For instance, if you're not sleeping through the night like you used to, instead of giving a sleeping pill that forces your body to sleep, we would look at your stress, your daily rhythms like diet and meal times, your movement, and light exposure to understand why you're body isn't able to get quality sleep. By addressing the other imbalances, your body's sleep rhythms will naturally be restored. 

Here's how I think about it. 

Salt is my favorite seasoning. It enhances just about everything it touches, even sweet things. It's been used for centuries as a means of both flavoring and preserving precious food. 

Light changes everything. Morning is my favorite time of day, when the sunbeams start piercing through the blinds and everything is illuminated in fresh, pure light. It signifies the cleansing hope of a new day.

Functional nutrition embodies the two elements of Salt & Light -  it preserves, enhances and regenerates optimal health. 

Functional nutrition specifically looks at how food acts as "information" in the body. It is so much more than calories in and calories out - it looks at how deficiency or excess affects systems across the whole body; how things like micronutrients and phytochemicals in food affect hormones, neurotransmitters, detoxification, genetics, and so much more. It considers your life stage, family history, lifestyle, preferences, and environment to help you eat in and live in a way that sets your body up to functional optimally for now and for years to come.  
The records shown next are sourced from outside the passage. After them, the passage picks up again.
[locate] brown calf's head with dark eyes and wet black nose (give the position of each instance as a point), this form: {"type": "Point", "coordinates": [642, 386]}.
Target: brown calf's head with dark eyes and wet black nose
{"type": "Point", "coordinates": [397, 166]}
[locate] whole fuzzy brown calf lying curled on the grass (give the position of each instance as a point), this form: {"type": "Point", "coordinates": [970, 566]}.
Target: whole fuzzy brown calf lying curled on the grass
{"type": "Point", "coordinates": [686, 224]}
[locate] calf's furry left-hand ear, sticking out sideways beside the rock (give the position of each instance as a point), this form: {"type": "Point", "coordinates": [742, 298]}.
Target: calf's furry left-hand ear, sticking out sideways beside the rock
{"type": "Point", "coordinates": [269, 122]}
"Functional medicine" as a whole describes this philosophy of healing that considers the whole person, the way the systems of the body interact, and the dynamic relationship between mind, body, and spirit in order to renew from within and preserve balance. The understanding of these complex relationships allows practitioners to uncover the origin of illness or imbalance and gently remove it to allow the body to the heal on its own, rather than masking the symptoms.

A functional approach digs deeper and asks not only "what?" but also, "why?" 

A striking analogy for this came from an acupuncturist that helped me heal my own gut issues. He explained that "the body is like a stream. When the water gets murky, you have to go upstream to see where the dirt is entering in. Once you remove that, the water will eventually run clear downstream. In the same way, our bodies are designed by God to heal. If you remove the sources of inflammation, toxins, and disruptors, your body can do its job from the inside out." With each client, I imagine myself walking along the river bank, for as long as it takes, until I find the source of the murky water.